How could a woman tie herself down to children like that, she wondered. There was too much fear and worry in bringing up a family, and besides children could die or be killed by a car. Still, the Laramées seemed happy enough, and they paid their rent every week without fail. Of course they were French Canadians, and she knew plenty about them, having lived in Montreal. Bed, babies, and beer was all they thought of. Dirty devils mostly, but she had to admit that Monique kept the two attic rooms and her children scrupulously clean.

She knocked on the door of the front room and heard Sophia Karpluk shuffling towards her in her slippers.

“Hello, Sophy,” she said as the door was opened.

“Hello,” Sophia answered, gazing at her without enthusiasm.

“I smell something good,” Grace said. “Stew?”

“You might call it that,” the woman answered, motioning to a small curtained-off kitchenette at the rear of the big front room.

“How was the hospital today?”

“The same as always.” Sophia had a more tenacious accent than Grace, perhaps because she had only been in Canada for a few years.

Grace stared around the room. There were some small modernistic paintings on the walls, and the ancient davenport was covered with a piece of heavy material whose gold threads glittered in the light from a tri-lite lamp. A hanging bookshelf held some paperback novels, an English-Polish dictionary, a pair of volumes on practical nursing, and a book of art reproductions. A second-hand Turkish rug covered much of the linoleum.

“You’ve fixed the place up nice, Sophy.”

Sophia shrugged.

“A friend of mine is in your hospital,” Grace said. “Mrs. Lillian O’Brien. She goes to the wrasslin’ every Thursday night.”

“Oh,” said Sophia noncommittally.

“She was taken there yesterday. Gall bladder,” Grace said. “You must have admitted her if you work in the admitting office.”

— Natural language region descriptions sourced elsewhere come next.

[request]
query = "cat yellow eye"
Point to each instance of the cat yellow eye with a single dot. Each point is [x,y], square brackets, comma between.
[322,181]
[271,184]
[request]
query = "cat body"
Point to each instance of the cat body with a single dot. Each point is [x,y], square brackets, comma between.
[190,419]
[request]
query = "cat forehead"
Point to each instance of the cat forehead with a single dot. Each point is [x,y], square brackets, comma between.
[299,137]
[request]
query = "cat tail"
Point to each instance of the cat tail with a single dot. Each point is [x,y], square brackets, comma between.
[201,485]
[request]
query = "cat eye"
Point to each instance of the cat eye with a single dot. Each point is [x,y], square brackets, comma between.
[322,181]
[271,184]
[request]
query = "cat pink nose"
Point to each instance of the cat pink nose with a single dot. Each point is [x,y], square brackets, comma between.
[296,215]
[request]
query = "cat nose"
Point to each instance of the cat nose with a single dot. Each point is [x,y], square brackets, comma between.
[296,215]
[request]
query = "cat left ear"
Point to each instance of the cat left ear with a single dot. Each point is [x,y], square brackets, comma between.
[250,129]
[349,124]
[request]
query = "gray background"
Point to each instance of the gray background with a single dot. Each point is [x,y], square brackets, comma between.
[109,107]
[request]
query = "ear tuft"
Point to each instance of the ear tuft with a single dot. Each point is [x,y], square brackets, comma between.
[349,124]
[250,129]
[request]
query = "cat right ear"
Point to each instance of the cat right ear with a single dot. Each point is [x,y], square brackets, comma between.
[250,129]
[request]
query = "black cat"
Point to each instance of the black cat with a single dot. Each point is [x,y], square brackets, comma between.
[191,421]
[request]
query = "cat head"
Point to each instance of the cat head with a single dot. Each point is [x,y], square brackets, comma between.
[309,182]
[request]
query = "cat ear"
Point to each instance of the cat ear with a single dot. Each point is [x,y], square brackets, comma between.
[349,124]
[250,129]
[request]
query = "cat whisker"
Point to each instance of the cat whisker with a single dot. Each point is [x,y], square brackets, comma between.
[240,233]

“I’m not the only one in the office,” Sophia said. “I may have booked her in and I may not.”

“She’s a little Irish woman lives in the west end. Always wears a blue suit and flowered hat this weather.”

“I don’t remember her,” Sophia said impatiently. She glanced towards the kitchenette. “My dinner will be burning, Mrs. Hill. I’ll have to go now.”

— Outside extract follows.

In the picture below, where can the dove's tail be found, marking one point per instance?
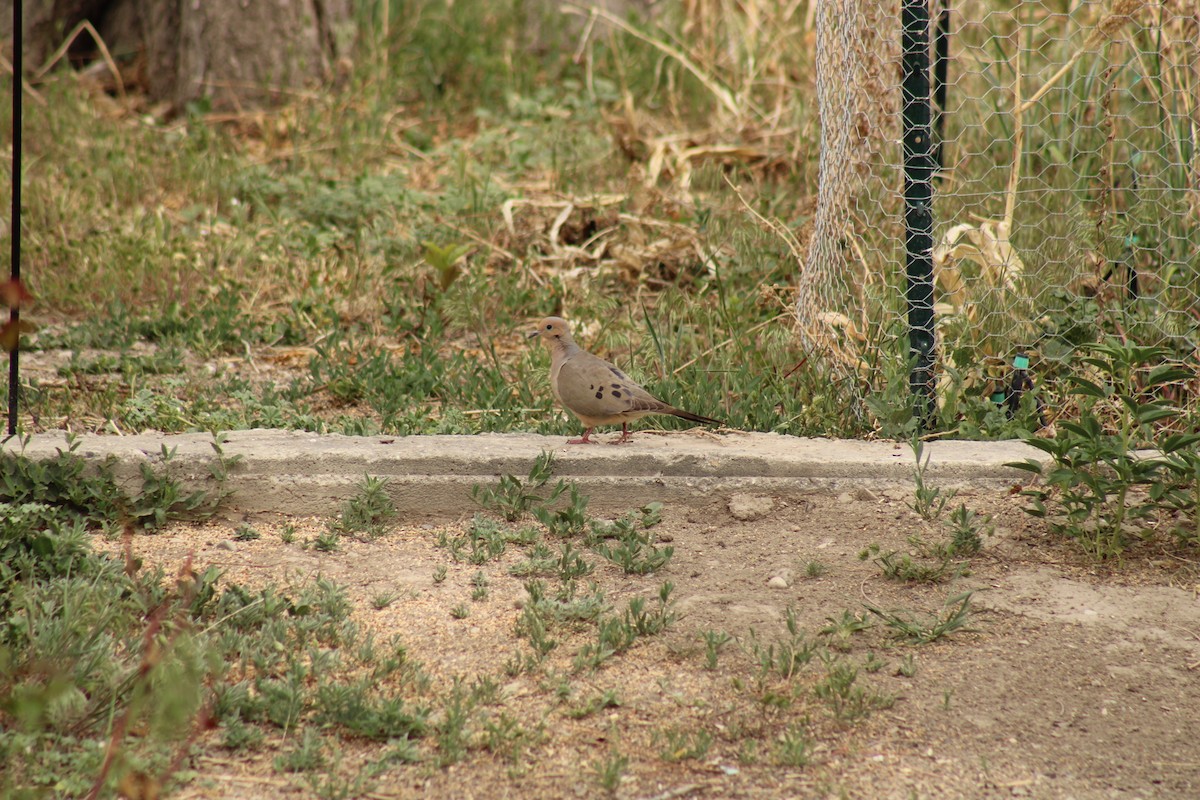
(694, 417)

“I just wanted to see how you were getting along,” Grace said as the door was closed gently in her face.

She cursed the younger woman under her breath. She’d lived there six months and hadn’t yet invited Grace into her room, the lying Russian slut. Pretending she was better than other people, her and her friend Lotta going to the ballet and concerts and stuff. Making out she was the artistic type and worked in the office of the West End Hospital, when Grace had phoned there and found out she worked in the hospital laundry. Grace had kept this bit of intelligence to herself to be used when it was needed. Sophia said she was a Polack too, though Grace was sure she was a Russian. But who’d want to claim to be a Polack if they weren’t? Anyways, she had lied about her job so there was no reason to believe she wouldn’t lie about her nationality. You couldn’t trust either a Polack or a Russian anyhow.

Grace returned to her own quarters, took a dime from her purse, and returned to the pay telephone in the hall outside her door. She dialed the number of her girl friend, a German widow named Martha Greber.

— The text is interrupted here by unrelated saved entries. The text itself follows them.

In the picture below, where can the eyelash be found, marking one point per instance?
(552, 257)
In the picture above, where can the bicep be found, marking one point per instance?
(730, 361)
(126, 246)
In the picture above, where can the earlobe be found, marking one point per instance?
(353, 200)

“Hello, Mart’?” she asked.

“Yes.... Yes it will be good.... King Koenig will kill that dirty American bum.... I just have to put on my coat.... Make sure they’re near the dressing-room ramp.... Was?… Ja …” As she lapsed into German, Grace lowered her voice through habit. Because the call cost money she was reluctant to hang up too soon, and she talked for fifteen minutes about the uninteresting events that had bridged the ennui of her day.

When Walter Fowler entered the house Grace gave him a quick nod from her position at the top of the cellar stairs. He had fallen considerably in her estimation since Lightfoot had dismissed him so quickly. Apparently he wasn’t as important as she had first believed him to be.